The Greek government faces at least four major policy decisions in the next eight weeks that will shape daily life in Athens — from whether to cap tourist numbers around the Acropolis to a housing ordinance that could force thousands of short-term rental operators to register or shut down by September 1. The summer season is already at full pressure. July 3 and the city is already feeling it.
None of these issues is new. What is new is the calendar. Several deadlines — legislative, judicial and administrative — converge before the end of August, meaning the Mitsotakis government cannot keep kicking them down the road. Decisions deferred through the spring are now decisions that must be made.
Housing and Airbnb: The September Deadline Looms
The Ministry of Digital Governance confirmed in late June that the national short-term rental registry, administered through the AADE tax authority platform, will close its grace period on September 1. After that date, unlicensed properties face fines starting at €5,000 per listing. Estimates from the Hellenic Property Federation put the number of unregistered Airbnb-style listings in the greater Athens area at roughly 14,000 — concentrated heavily in Koukaki, Monastiraki and the Plaka district, where entire apartment blocks have effectively been converted into micro-hotels over the past four years.

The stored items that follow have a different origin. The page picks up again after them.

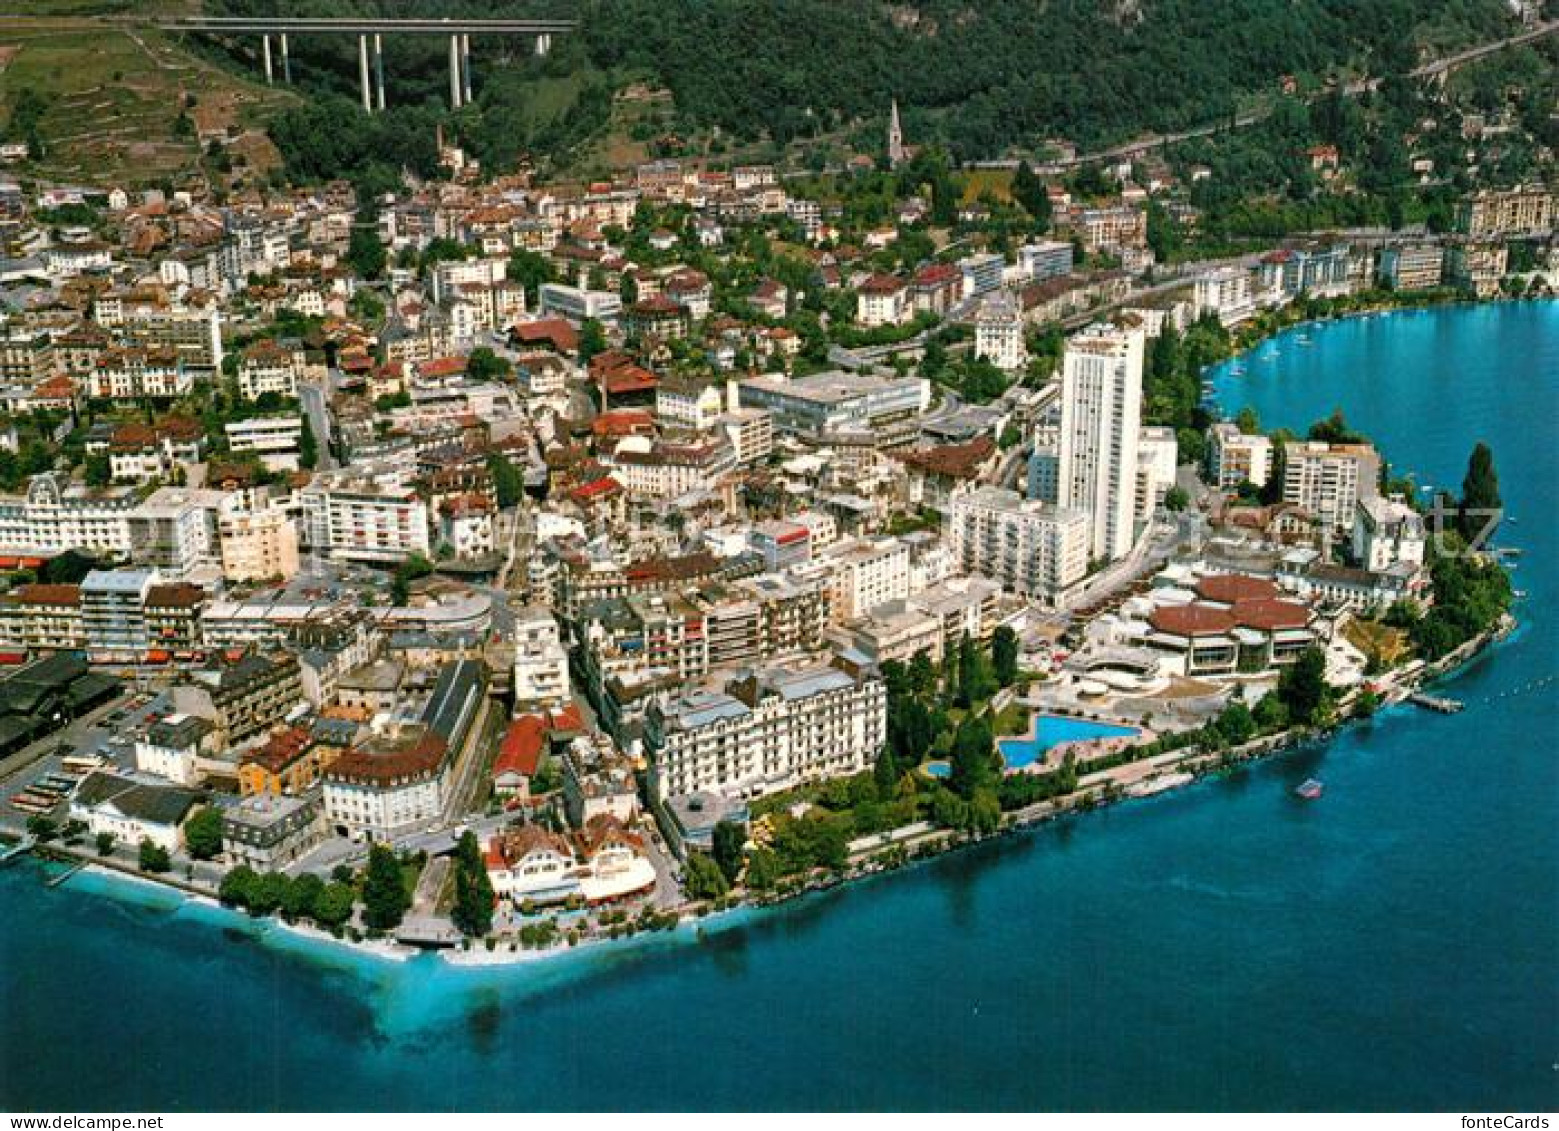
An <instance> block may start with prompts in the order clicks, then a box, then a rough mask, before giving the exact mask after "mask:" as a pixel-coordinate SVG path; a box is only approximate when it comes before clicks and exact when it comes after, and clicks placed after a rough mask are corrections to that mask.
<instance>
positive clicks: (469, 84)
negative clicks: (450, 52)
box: [460, 34, 471, 105]
mask: <svg viewBox="0 0 1559 1131" xmlns="http://www.w3.org/2000/svg"><path fill="white" fill-rule="evenodd" d="M460 87H461V101H463V103H466V105H469V103H471V36H468V34H461V36H460Z"/></svg>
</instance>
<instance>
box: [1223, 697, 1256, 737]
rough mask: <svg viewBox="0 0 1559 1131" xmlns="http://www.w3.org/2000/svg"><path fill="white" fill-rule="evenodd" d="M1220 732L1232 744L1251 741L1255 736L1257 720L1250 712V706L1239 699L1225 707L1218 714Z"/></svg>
mask: <svg viewBox="0 0 1559 1131" xmlns="http://www.w3.org/2000/svg"><path fill="white" fill-rule="evenodd" d="M1218 733H1221V735H1222V736H1224V738H1225V739H1227V741H1228V744H1230V746H1239V744H1241V743H1249V741H1250V739H1252V738H1255V733H1257V721H1255V718H1253V716H1252V714H1250V708H1249V707H1246V705H1244V704H1243V702H1239V700H1238V699H1236V700H1233V702H1230V704H1228V705H1227V707H1224V710H1222V711H1221V713H1219V716H1218Z"/></svg>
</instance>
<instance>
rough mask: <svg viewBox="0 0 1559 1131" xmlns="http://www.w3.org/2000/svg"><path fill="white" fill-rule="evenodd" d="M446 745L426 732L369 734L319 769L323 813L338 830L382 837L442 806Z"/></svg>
mask: <svg viewBox="0 0 1559 1131" xmlns="http://www.w3.org/2000/svg"><path fill="white" fill-rule="evenodd" d="M447 755H449V747H447V746H446V744H444V741H443V739H441V738H440V736H438V735H435V733H432V732H427V733H422V735H419V736H415V738H408V739H394V738H390V739H371V741H369V743H366V744H365V746H360V747H357V749H352V750H348V752H346V753H343V755H341V757H340V758H337V760H335V761H334V763H331V766H329V769H326V772H324V788H323V800H324V816H326V821H327V822H329V824H331V825H334V827H335V830H337V831H338V833H345V835H348V836H354V838H368V839H385V838H390V836H394V835H398V833H401V831H405V830H408V828H412V827H415V825H421V824H426V822H429V821H437V819H438V817H440V816H443V810H444V785H446V780H447V777H449V764H447V763H449V757H447Z"/></svg>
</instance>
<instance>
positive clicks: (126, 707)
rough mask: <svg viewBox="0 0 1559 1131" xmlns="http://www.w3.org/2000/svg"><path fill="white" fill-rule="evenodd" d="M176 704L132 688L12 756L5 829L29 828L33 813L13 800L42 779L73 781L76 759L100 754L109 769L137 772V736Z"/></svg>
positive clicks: (164, 693)
mask: <svg viewBox="0 0 1559 1131" xmlns="http://www.w3.org/2000/svg"><path fill="white" fill-rule="evenodd" d="M170 705H171V704H170V700H168V697H167V694H165V693H164V691H153V690H145V691H139V693H137V691H134V690H133V688H126V690H125V693H122V694H120V696H115V697H114V699H112V700H109V702H108V704H104V705H101V707H98V708H97V710H94V711H89V713H87V714H83V716H81V718H78V719H72V721H70V722H69V724H67V725H64V727H62V729H59V730H56V732H55V733H51V735H47V736H44V738H41V739H39V741H36V743H33V744H31V746H28V747H27V749H25V750H20V752H17V753H14V755H11V757H9V758H6V760H5V761H3V763H0V828H5V830H8V831H16V833H19V831H22V830H23V828H25V825H27V819H28V817H30V816H33V813H31V811H28V810H20V808H17V807H16V805H12V799H14V797H16V796H17V794H19V792H23V791H25V789H28V788H30V786H31V785H33V783H34V782H39V780H41V778H47V777H69V775H67V774H65V769H64V760H65V758H67V757H70V755H97V757H100V758H103V760H104V763H106V766H104V768H106V769H117V771H129V769H134V766H136V738H134V735H136V733H137V732H139V730H140V729H143V727H147V725H150V724H151V722H156V721H157V719H159V718H162V716H164V714H167V711H168V708H170ZM62 810H64V807H62V805H61V807H56V808H55V810H53V811H51V814H53V816H56V817H58V816H59V814H61V813H62Z"/></svg>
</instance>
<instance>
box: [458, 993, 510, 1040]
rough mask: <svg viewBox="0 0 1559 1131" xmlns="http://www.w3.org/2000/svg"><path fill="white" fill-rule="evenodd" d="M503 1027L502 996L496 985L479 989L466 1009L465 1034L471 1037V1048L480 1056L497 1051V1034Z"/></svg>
mask: <svg viewBox="0 0 1559 1131" xmlns="http://www.w3.org/2000/svg"><path fill="white" fill-rule="evenodd" d="M502 1028H504V997H502V994H499V991H497V987H496V986H488V987H485V989H482V991H479V992H477V994H475V995H474V998H472V1002H471V1006H469V1008H468V1011H466V1034H468V1036H469V1037H471V1048H472V1051H475V1053H480V1055H482V1056H488V1055H491V1053H494V1051H497V1041H499V1034H500V1031H502Z"/></svg>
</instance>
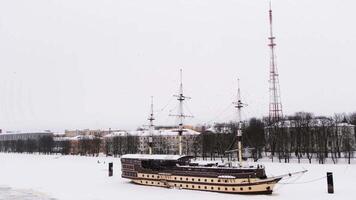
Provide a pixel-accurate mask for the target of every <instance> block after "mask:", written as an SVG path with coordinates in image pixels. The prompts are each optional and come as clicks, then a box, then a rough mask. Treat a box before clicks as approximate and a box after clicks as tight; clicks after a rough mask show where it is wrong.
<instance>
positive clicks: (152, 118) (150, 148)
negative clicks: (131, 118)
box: [148, 96, 155, 154]
mask: <svg viewBox="0 0 356 200" xmlns="http://www.w3.org/2000/svg"><path fill="white" fill-rule="evenodd" d="M154 120H155V118H154V116H153V97H152V96H151V113H150V116H149V118H148V121H150V124H149V133H150V136H149V137H148V151H149V154H152V144H153V138H152V136H153V131H154V125H153V121H154Z"/></svg>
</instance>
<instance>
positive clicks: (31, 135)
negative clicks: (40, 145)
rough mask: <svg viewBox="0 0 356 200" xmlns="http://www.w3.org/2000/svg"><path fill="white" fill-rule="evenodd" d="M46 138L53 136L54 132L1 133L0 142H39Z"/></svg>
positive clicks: (0, 135)
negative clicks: (13, 141)
mask: <svg viewBox="0 0 356 200" xmlns="http://www.w3.org/2000/svg"><path fill="white" fill-rule="evenodd" d="M44 136H53V132H51V131H44V132H6V133H0V141H16V140H29V139H31V140H39V139H40V138H41V137H44Z"/></svg>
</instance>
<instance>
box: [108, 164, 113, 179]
mask: <svg viewBox="0 0 356 200" xmlns="http://www.w3.org/2000/svg"><path fill="white" fill-rule="evenodd" d="M112 175H113V163H112V162H109V176H112Z"/></svg>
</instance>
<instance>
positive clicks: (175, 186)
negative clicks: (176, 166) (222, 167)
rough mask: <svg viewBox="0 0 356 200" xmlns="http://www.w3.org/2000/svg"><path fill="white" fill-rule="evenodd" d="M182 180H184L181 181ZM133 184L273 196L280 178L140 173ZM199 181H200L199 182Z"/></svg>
mask: <svg viewBox="0 0 356 200" xmlns="http://www.w3.org/2000/svg"><path fill="white" fill-rule="evenodd" d="M181 178H182V180H180V179H181ZM129 179H131V181H132V182H133V183H136V184H139V185H146V186H155V187H165V188H177V189H188V190H198V191H209V192H221V193H230V194H272V192H273V188H274V186H275V185H276V183H278V181H279V180H280V178H270V179H265V180H261V179H250V180H248V179H231V178H229V179H224V178H210V177H192V176H189V177H181V176H174V175H162V174H144V173H139V174H138V177H137V178H129ZM198 180H199V181H198Z"/></svg>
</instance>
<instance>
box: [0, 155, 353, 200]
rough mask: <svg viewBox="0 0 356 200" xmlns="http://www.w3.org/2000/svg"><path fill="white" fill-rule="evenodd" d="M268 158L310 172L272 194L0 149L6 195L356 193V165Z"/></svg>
mask: <svg viewBox="0 0 356 200" xmlns="http://www.w3.org/2000/svg"><path fill="white" fill-rule="evenodd" d="M108 162H114V176H113V177H108V172H107V168H108ZM263 164H264V165H265V166H266V169H267V170H266V171H267V173H268V174H269V175H279V174H284V173H288V172H293V171H300V170H303V169H307V170H309V172H308V173H306V174H304V175H303V176H299V175H297V176H295V177H292V178H289V179H285V180H283V181H282V183H281V184H278V186H277V187H276V189H275V191H274V193H273V194H272V195H252V196H251V195H247V196H246V195H232V194H222V193H212V192H200V191H190V190H178V189H166V188H158V187H148V186H140V185H135V184H132V183H130V182H129V181H128V180H126V179H122V178H121V177H120V174H121V173H120V161H119V159H118V158H106V157H99V158H97V157H81V156H59V155H28V154H6V153H0V200H114V199H115V200H117V199H123V198H128V199H130V200H136V199H137V200H138V199H145V200H167V199H170V200H171V199H172V200H174V199H204V200H226V199H231V198H238V199H241V200H244V199H246V200H247V199H249V200H251V199H252V200H262V199H263V200H264V199H270V200H271V199H277V200H280V199H288V200H294V199H295V200H297V199H298V200H300V199H313V200H318V199H320V200H328V199H333V200H334V199H336V200H337V199H340V200H341V199H342V200H347V199H354V198H353V197H352V196H353V195H354V191H353V190H354V186H353V183H354V182H355V179H356V165H346V164H338V165H329V164H327V165H318V164H311V165H310V164H284V163H270V162H265V163H263ZM327 171H330V172H333V173H334V184H335V194H327V191H326V179H325V178H322V177H324V176H325V175H326V172H327ZM320 178H322V179H320Z"/></svg>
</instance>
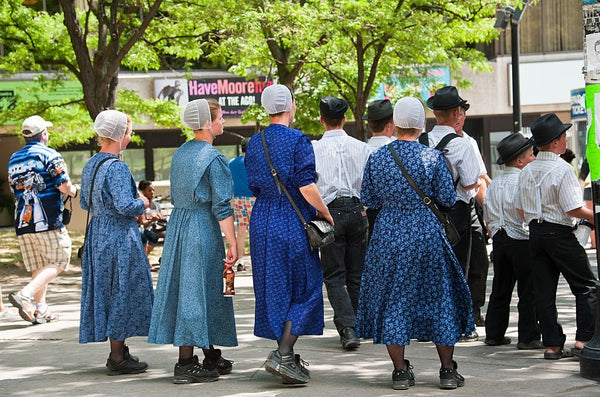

The practical consequence for renters is stark. Average monthly rent for a 60-square-metre apartment in Exarcheia, once a reliable reservoir of affordable housing, has reached €950 according to Spitogatos data from May 2026 — up 38 percent from 2022. The Athens Tenants Union, which has been lobbying the municipality since March, is pushing for a zoning amendment that would prohibit new short-term rental licences in any neighbourhood where the rental vacancy rate falls below 3 percent. The City of Athens has not yet scheduled a vote on the proposal.
The metro is the other clock ticking. The long-delayed Line 4 extension, connecting Alsos Veikou to the Goudi district, was supposed to begin passenger service trials in the first quarter of 2026. Attiko Metro S.A. has now pushed the trial date to October, and transport ministry officials have declined to guarantee it publicly. Commuters on the 608 and 732 bus routes, which serve the same corridor, have seen service cuts since April while the construction phase continues along Ethnikis Antistaseos Avenue.
Acropolis Crowds and the Marbles: Two Questions, One Summer
The Central Archaeological Council is expected to deliver its recommendation on daily visitor caps at the Acropolis site by July 20. The current ceiling of 20,000 visitors per day is widely regarded by site managers and the Acropolis Museum as insufficient — internal documentation circulated in May suggested the path to the Propylaea is sustaining structural micro-vibration damage on peak days when the count approaches that limit. A cap of 14,000 has been floated, which would require an advance-booking system similar to the one Athens tested at the Kerameikos archaeological site in 2024.
Separately, the British Museum's board meets again in September to consider Greece's standing request for the return of the Parthenon Sculptures. The Greek Culture Ministry has not publicised its next formal step, but sources within the ministry have indicated Athens plans to submit a revised legal memorandum before that September session. Whether the British Museum moves or stalls again will partly depend on political winds in London, where the new government has been non-committal.
For residents and businesses, the next two months demand attention to specific dates. The AADE short-term rental deadline is September 1. The Acropolis cap recommendation lands July 20. The metro trial window opens — if the schedule holds — in October. And the housing vacancy zoning vote, if the municipality schedules it at all, will almost certainly happen before the parliamentary recess ends in mid-September. Anyone with a stake in any of these outcomes — landlord, renter, tour operator, commuter — has roughly six weeks to make their case to the people making the calls.